Wisdom teeth are so called because they appear in the mouth between the ages of 17-25 years when a person has matured. They are the very last teeth in the mouth to erupt and due to the lack of space in the jaw can become lodged or “impacted” against the tooth in front.

This can be problematic and the offending tooth may have to be removed for the following reasons:

  • Decay: Plaque can easily gather in the inaccessible area between the teeth leading to tooth decay.
  • Pericoronitis: This is a painful condition caused by an infection in the gum surrounding the erupting tooth.
  • Periodontal disease: Due to difficulty in brushing and flossing around the third molar, food and plaque accumulate in this area.
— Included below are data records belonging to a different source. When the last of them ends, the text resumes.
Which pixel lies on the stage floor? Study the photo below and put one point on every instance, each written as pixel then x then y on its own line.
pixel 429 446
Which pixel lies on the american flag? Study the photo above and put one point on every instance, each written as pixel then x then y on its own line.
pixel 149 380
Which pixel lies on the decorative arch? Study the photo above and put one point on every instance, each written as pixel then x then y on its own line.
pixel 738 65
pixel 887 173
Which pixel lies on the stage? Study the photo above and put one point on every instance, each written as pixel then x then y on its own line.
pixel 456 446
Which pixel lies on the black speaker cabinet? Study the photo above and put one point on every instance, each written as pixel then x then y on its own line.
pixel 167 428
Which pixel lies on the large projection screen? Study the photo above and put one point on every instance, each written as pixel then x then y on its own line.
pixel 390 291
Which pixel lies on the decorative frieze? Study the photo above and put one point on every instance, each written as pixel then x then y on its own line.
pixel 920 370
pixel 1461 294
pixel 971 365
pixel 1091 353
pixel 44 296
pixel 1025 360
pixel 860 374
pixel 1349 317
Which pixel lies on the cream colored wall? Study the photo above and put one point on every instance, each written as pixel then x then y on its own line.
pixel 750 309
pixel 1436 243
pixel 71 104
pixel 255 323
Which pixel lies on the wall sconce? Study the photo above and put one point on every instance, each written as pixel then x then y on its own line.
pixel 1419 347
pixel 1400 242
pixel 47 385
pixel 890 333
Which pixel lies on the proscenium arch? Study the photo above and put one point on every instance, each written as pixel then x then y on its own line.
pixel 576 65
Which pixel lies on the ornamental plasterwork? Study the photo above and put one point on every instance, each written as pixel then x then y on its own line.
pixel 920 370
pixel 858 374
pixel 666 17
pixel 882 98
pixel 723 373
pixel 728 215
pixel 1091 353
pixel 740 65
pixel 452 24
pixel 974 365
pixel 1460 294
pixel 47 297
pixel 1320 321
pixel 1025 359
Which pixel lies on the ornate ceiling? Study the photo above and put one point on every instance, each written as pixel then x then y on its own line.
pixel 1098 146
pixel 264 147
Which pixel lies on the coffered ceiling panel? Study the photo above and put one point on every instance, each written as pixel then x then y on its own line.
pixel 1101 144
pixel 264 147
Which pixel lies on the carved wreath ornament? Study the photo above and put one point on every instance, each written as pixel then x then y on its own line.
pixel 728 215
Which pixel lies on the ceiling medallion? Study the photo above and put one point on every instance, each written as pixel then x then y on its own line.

This can lead to gum disease, which can eventually cause the loss of not only the wisdom, but also the adjacent tooth.
  • Orthodontics: It is recommended that wisdom teeth be removed after orthodontic treatment, in order to prevent further shifting of the teeth due to pressure.
  • Cyst: The retention of wisdom teeth can sometimes lead to cyst formation. Although the condition is uncommon it should be monitored by means of regular X-rays.

As with any surgery, it is important to fully understand the complications that may arise. While bleeding is controlled prior to you leaving the office you must continue to clamp down tightly on the packing, applying pressure on the area. Bruising can occur and usually appears after 24 hours. Some patients may experience swelling especially after lower wisdom teeth removal. In rare instances there may be some numbness of the lower lip and the tongue due to bruising of the nerve that supplies the sensation to these areas.

Generally, the easier it is to remove wisdom teeth the lesser the complications. Overall, general health and habits such as smoking and excessive alcohol consumption can also have impact on the healing of an extraction site.